RE development terrains in the Philippines are in contrast to what is happening in various parts of the world, where RE technologies could already compete squarely with traditional energy technologies even without their consumers subsidizing or paying extra for their costs.
The NREB is the agency that prepared the National Renewable Energy Plan (NREP) which targets to increase the share of RE in the country’s energy mix to 35-percent by year 2040.
The new rate hike that will be added in the electricity bills of consumers will be courtesy of the Renewable Portfolio Standards (RPS) that the government is targeting to implement next year. And that will be on top of the feed-in-tariff (FIT), which is a subsidy already being passed on in the bills of Filipino consumers – a charge that is relatively expensive if compared to Asean neighbors, like Vietnam, which has way cheaper FIT costs for variable or intermittent RE technologies like solar and wind.
Under the RPS policy, distribution utilities in the country are mandated to procure certain percentage of their supply portfolio from RE capacities – and the NREB has proposed to escalate that to 2.52-percent instead of the 1.0-percent increment annually.

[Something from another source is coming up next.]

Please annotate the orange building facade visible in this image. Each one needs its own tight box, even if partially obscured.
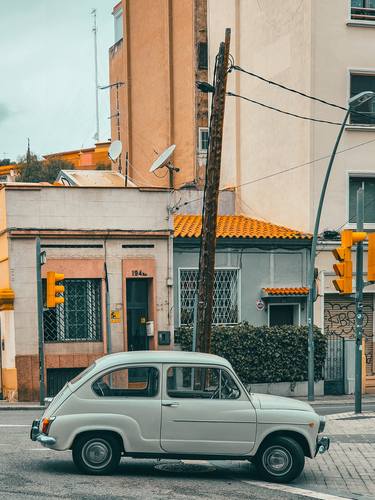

According to Dimalanta, the required RE installations for the Philippines to achieve its RE ambition shall be 5,800 megawatts by 2030; and additional 22,400MW to year 2040.
With that scale of project developments, she emphasized that RE’s share in the mix could climb to 37-percent by 2030; and will surge to 56-percent by 2040.
The NREB chair qualified that if the RPS will be maintained at 1.0-percent, the country’s RE development scenario will remain fledgling – with just a share of 27-percent by 2030; and about 32-percent by 2040.
“If we increase RPS to a certain level higher than 2.0-percent by 2023, knowing that these first two years is sort of the learning curve on RPS for all the mandated participants, we will get to our target, that is if we keep our target at 35% and by using RPS alone,” Dimalanta explained.
She said the share of RE in the country’s power mix needs to be accelerated, as NREB observed that this slowed down in recent years despite the massive promotion being done by developers on these technologies.
“In terms of our review, we realized we are short of that target; and short by a long stretch… we are also aware that the share of RE has been diminishing over the years,” Dimalanta lamented.